In January 2018, analyzing the reason for the spike, The Atlantic noted that the flu season was possibly worse because the dominant circulating strain was the H3N2 strain, which for unknown reasons tends to hit humans harder than other strains and result in worse flu seasons when dominant. Also, the H3N2 strain, according to the CDC, affects elderly and young children more than other strains, resulting in more severe hospitalizations and deaths.

The Atlantic also noted that the 2017 vaccine for the flu was only ten percent effective against H3N2 in Australia. As the typical practice of studying and creating the current vaccines in chicken eggs tends to result in mutations, 2017 was the first year that researchers used dog cells rather than chicken eggs to create the H3N2 component of the vaccine Flucelvax. However, due to cost, most Americans did not get Flucelvax in 2017 and 2018 and likely received vaccines grown with chicken eggs. The Atlantic noted that the vaccine still protected against other strains such as the H1N1 and B virus, and did provide at least some immunity to H3N2.

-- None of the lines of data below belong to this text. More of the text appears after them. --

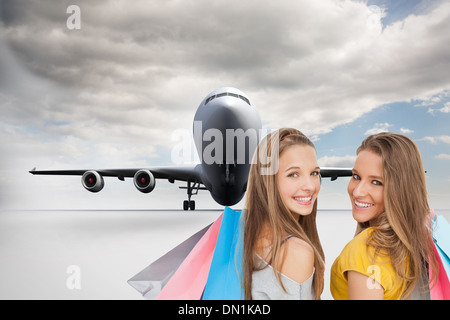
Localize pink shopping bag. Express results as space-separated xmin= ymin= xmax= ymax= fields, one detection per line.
xmin=429 ymin=245 xmax=450 ymax=300
xmin=156 ymin=213 xmax=223 ymax=300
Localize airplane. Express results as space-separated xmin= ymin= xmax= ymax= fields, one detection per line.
xmin=29 ymin=87 xmax=352 ymax=210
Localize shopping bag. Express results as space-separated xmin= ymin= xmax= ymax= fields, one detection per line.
xmin=202 ymin=207 xmax=244 ymax=300
xmin=429 ymin=215 xmax=450 ymax=300
xmin=128 ymin=224 xmax=212 ymax=299
xmin=433 ymin=215 xmax=450 ymax=276
xmin=156 ymin=213 xmax=223 ymax=300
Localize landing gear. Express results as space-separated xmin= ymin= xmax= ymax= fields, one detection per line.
xmin=180 ymin=180 xmax=202 ymax=210
xmin=183 ymin=200 xmax=195 ymax=210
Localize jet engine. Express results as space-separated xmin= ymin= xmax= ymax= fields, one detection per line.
xmin=81 ymin=171 xmax=105 ymax=192
xmin=133 ymin=169 xmax=155 ymax=193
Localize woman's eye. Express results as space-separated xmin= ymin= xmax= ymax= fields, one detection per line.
xmin=372 ymin=180 xmax=383 ymax=186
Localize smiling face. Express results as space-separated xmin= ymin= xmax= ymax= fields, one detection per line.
xmin=276 ymin=145 xmax=320 ymax=216
xmin=347 ymin=150 xmax=384 ymax=225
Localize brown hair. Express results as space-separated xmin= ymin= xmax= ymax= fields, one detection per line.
xmin=243 ymin=128 xmax=325 ymax=299
xmin=357 ymin=132 xmax=438 ymax=299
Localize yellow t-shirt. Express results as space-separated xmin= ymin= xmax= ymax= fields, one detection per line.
xmin=330 ymin=228 xmax=406 ymax=300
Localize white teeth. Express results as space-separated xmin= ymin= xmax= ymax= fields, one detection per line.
xmin=355 ymin=200 xmax=374 ymax=208
xmin=294 ymin=195 xmax=312 ymax=202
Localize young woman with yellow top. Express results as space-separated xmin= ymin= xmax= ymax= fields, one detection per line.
xmin=330 ymin=133 xmax=437 ymax=300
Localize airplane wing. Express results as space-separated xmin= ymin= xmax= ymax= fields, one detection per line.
xmin=29 ymin=164 xmax=207 ymax=210
xmin=29 ymin=165 xmax=202 ymax=183
xmin=320 ymin=167 xmax=352 ymax=181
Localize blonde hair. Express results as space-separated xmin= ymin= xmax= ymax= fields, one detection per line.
xmin=357 ymin=132 xmax=438 ymax=299
xmin=243 ymin=128 xmax=325 ymax=299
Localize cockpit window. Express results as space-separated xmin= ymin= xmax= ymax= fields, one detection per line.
xmin=205 ymin=92 xmax=251 ymax=106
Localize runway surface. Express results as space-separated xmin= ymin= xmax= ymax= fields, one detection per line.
xmin=0 ymin=210 xmax=450 ymax=300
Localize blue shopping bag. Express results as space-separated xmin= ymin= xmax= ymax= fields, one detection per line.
xmin=433 ymin=215 xmax=450 ymax=277
xmin=202 ymin=207 xmax=244 ymax=300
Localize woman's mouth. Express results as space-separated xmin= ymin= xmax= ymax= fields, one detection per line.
xmin=353 ymin=200 xmax=374 ymax=209
xmin=294 ymin=194 xmax=312 ymax=205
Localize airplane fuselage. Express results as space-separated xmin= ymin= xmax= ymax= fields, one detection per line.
xmin=193 ymin=88 xmax=262 ymax=206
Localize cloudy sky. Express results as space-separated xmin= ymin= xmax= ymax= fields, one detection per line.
xmin=0 ymin=0 xmax=450 ymax=209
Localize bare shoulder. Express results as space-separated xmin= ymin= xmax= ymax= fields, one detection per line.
xmin=281 ymin=237 xmax=314 ymax=283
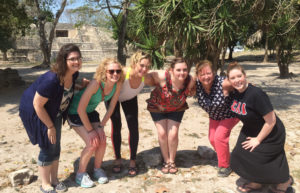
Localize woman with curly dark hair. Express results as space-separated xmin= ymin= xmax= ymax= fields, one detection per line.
xmin=20 ymin=44 xmax=82 ymax=193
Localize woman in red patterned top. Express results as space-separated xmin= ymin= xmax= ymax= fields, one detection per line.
xmin=147 ymin=58 xmax=191 ymax=174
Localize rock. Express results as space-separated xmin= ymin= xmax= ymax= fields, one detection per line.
xmin=143 ymin=147 xmax=162 ymax=167
xmin=8 ymin=168 xmax=33 ymax=187
xmin=197 ymin=146 xmax=216 ymax=159
xmin=73 ymin=157 xmax=95 ymax=176
xmin=0 ymin=68 xmax=25 ymax=88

In January 2018, The Atlantic also noted that the severity of the flu season in the United States may have been increased by a shortage of IV bags in hospitals. The shortage resulted from the Hurricane Maria blackout in Puerto Rico, where a large amount of medical supplies are manufactured. The article noted that hospitals normally go through hundreds of IV bags a day to replenish fluids and give drugs, but during the shortage, some hospitals had resorted to directly injecting drugs into the vein via an IV push. Time also published an article in 2018 arguing that the United States had become complacent concerning the flu, and that more needed to be done.